17th May 2015
I’ve known for some time that I might have it, but I only had the diagnosis confirmed a week ago and I still can’t pronounce the word properly. I am trying to come to terms that I actually have this strange and diverse disease that nobody seems to have heard of and it manifests itself in so many different ways. So diverse in fact, I don’t know what to expect next.
Sclero, from the Greek sklēros, meaning hard and
derma meaning skin
In August 2014, I was on holiday and found myself struggling to get into the previous year’s swimsuit. My stomach had become large and hard. I had been thinking that it was probably time to start doing something about my middle age portliness because the firmness could not be attributed to regular visits to the gym.

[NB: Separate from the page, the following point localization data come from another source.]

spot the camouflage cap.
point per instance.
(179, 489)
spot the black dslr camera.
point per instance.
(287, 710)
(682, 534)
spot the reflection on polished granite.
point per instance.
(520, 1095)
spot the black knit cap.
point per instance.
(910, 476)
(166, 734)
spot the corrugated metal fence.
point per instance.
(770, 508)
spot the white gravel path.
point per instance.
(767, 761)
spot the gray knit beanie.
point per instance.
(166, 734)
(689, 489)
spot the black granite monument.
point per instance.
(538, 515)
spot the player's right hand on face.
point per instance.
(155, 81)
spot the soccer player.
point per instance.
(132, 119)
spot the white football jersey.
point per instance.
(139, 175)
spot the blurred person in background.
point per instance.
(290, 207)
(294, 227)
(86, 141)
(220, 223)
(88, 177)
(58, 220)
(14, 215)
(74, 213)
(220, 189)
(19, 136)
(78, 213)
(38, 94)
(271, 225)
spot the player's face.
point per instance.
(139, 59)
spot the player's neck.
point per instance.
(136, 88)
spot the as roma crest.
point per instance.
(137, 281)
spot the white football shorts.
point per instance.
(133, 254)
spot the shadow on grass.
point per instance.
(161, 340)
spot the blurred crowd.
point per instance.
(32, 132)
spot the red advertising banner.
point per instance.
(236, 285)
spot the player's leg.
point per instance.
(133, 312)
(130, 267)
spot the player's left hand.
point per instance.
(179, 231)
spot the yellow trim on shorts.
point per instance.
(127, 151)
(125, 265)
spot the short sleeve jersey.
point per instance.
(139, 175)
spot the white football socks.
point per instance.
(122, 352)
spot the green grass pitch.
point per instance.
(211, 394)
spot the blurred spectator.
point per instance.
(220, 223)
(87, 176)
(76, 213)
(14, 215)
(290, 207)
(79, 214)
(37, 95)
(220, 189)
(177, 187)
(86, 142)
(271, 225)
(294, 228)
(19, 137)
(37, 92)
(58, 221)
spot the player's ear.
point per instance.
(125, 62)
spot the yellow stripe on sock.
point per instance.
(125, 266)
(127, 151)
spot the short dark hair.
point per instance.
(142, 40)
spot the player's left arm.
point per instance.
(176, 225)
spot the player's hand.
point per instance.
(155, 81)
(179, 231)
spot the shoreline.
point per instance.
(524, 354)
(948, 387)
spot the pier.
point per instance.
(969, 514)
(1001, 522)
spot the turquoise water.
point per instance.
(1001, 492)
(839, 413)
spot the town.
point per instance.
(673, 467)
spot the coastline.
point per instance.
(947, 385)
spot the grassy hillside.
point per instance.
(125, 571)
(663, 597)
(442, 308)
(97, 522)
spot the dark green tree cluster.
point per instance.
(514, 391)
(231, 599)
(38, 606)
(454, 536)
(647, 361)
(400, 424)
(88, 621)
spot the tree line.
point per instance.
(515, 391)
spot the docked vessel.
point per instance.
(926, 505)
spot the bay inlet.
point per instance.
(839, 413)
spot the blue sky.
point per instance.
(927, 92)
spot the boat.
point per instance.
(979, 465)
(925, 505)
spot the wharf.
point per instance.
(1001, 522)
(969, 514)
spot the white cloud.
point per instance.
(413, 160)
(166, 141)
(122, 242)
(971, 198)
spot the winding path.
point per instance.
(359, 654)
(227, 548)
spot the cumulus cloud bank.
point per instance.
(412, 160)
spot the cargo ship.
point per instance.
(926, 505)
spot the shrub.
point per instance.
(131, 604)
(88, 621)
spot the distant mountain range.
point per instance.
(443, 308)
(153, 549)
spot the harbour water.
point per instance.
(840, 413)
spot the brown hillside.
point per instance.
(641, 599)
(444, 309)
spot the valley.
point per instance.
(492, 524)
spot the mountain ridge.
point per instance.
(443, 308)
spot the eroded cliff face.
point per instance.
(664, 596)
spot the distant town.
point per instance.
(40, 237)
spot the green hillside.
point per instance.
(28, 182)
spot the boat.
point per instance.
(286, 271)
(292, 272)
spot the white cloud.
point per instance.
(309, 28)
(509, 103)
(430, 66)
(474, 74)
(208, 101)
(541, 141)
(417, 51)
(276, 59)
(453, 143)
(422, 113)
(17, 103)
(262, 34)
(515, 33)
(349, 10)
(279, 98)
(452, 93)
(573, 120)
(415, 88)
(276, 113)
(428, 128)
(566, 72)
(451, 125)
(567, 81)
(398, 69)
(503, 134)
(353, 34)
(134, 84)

The skin covering this hard protuberance that used to be my late, lamented washboard stomach was itchy, shiny and had a propensity to change colour. If that wasn’t bad enough I had also developed hard love handles, only one was much bigger than the other. The Michelin Man has a better figure than I do.
The Scleroderma was just another addition to my list of Autoimmune Diseases that I have been unfortunate enough to collect over the years. The Scleroderma diagnosis was made by a Dermatologist, but I have lived with Collagenous Colitis for 20 years and arthritis for 10, and psoriasis all my life. I am told my condition will now be managed by a Dermatologist, Rheumatologist and a Gastroenterologist.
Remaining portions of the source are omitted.